Australian thermal and metallurgical coal producer Whitehaven Coal is confident that it will be able to raise up to A$1bn in Asian bonds to support its growth plans, yet fellow producer TerraCom has been forced to accept backup financing for its operations after it failed to secure new sources of debt to sustain its existing operations.

This difference in experience could reflect the status of the two firms, with Whitehaven having built a reputation as a good operator over several years and TerraCom being a relatively new entrant operating lower-grade, higher-cost mines. Or it could reflect the reality of the finance market for thermal coal against the optimism that continues to drive Whitehaven's growth ambitions in the face of increased global action on carbon emissions.

Both firms are making exceptional margins, with TerraCom making an operating cash margin of A$101/t in September on sales of 170,000t from its Australian 2.5mn t/yr Blair Athol mine in Queensland and expecting to make more than A$140/t in the October-December quarter on 575,000t based on current projections.

Despite these record-breaking margins, TerraCom was unable to secure up to $215mn in new debt at a lower interest rate of around 9pc/yr, and instead has had to roll over its previous finance at 12.5pc interest plus 0.75pc of revenues from Blair Athol. This compares to the standard business debt interest rate of less than 5pc in Australia, reflecting in part the limited borrowing options that coal mining operations face as financial institutions progressively withdraw their services from the high-carbon sector.

Yet Whitehaven was upbeat in its assessment of its capacity to secure up to A$1bn in debt financing in the Asian bond market to build new mines at Vickery in New South Wales (NSW) and Winchester South in Queensland over the next decade. The firm, which has an existing A$1bn revolving debt facility that expires in mid-2023, had net debt of A$808.5mn as of 30 June, but expects strong coal prices to allow it to be in a net cash position before the end of March.

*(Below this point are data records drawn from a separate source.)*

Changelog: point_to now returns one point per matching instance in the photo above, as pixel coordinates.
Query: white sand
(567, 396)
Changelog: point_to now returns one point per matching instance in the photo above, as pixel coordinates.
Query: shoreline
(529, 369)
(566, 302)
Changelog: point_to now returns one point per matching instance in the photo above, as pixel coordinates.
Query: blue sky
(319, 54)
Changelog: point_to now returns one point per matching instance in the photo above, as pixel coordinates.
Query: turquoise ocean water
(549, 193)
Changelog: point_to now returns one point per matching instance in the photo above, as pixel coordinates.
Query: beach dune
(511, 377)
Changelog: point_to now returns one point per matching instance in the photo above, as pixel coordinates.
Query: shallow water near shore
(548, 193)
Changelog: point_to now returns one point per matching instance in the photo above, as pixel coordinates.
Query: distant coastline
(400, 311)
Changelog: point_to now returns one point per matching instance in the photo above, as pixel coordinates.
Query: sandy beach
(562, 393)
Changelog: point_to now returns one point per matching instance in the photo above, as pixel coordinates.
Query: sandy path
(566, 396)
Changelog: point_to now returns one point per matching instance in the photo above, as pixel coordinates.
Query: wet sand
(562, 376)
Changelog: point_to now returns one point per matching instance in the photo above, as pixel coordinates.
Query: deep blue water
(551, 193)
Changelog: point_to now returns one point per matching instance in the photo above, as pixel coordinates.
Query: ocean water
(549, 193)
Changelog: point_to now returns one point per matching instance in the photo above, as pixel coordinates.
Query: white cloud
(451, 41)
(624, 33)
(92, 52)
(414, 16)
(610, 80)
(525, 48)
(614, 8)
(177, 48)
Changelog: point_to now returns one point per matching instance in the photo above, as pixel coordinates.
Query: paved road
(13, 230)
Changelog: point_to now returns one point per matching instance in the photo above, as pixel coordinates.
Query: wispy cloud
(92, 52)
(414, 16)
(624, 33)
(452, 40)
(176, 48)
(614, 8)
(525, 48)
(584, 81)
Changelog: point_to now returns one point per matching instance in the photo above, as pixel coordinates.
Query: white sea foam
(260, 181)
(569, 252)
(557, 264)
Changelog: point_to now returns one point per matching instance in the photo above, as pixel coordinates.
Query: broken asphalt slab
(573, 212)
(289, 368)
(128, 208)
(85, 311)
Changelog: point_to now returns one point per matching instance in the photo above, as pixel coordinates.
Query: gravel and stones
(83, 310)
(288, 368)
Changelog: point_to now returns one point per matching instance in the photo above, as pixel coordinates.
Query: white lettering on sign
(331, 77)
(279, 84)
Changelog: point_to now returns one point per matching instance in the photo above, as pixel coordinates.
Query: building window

Coal mining firms' strong cash generation, reputation as good employers offering high paying jobs and payment of royalties have led federal resources minister and National Party MP Keith Pitt to suggest that the government provide an A$250bn lending facility to firms wishing to invest in coal mining in Australia. This may be the price that the National Party, which is the minor party in the ruling coalition with the Liberals and represents rural constituencies including coal mining regions, will seek in return for supporting more ambitious carbon targets to the UN Cop 26 climate conference in the UK's Glasgow later this month. This would be a game changer for coal investment in Australia, allowing mining firms access to cheaper debt to pursue expansion plans across NSW and Queensland.

Argus last assessed the high-grade 6,000 kcal/kg NAR thermal coal price at $251.43/t fob Newcastle on 15 October, up from $174.46/t on 10 September, $151.90/t on 30 July and $47.56/t a year earlier. It assessed lower-grade coal at $157.52/t fob Newcastle for NAR 5,500 kcal/kg on 15 October, up from $108.67/t on 10 September and $42.08/t the previous year.

The heat-adjusted premium on a NAR 6,000 basis for higher-grade thermal coal was at $79.57/t on 15 October, up from $55.91/t on 10 September and $1.65/t a year earlier before Beijing's ban on Australian coal took full effect.

Premium hard coking coal prices more than tripled from early May to $409.75/t fob Australia in mid-September, before easing slightly. Argus last assessed the premium hard low-vol coking coal price at $402/t fob Australia on 19 October, up from $110.95/t on 11 May. Lower-grade metallurgical coal prices have also increased, at a slightly lower rate.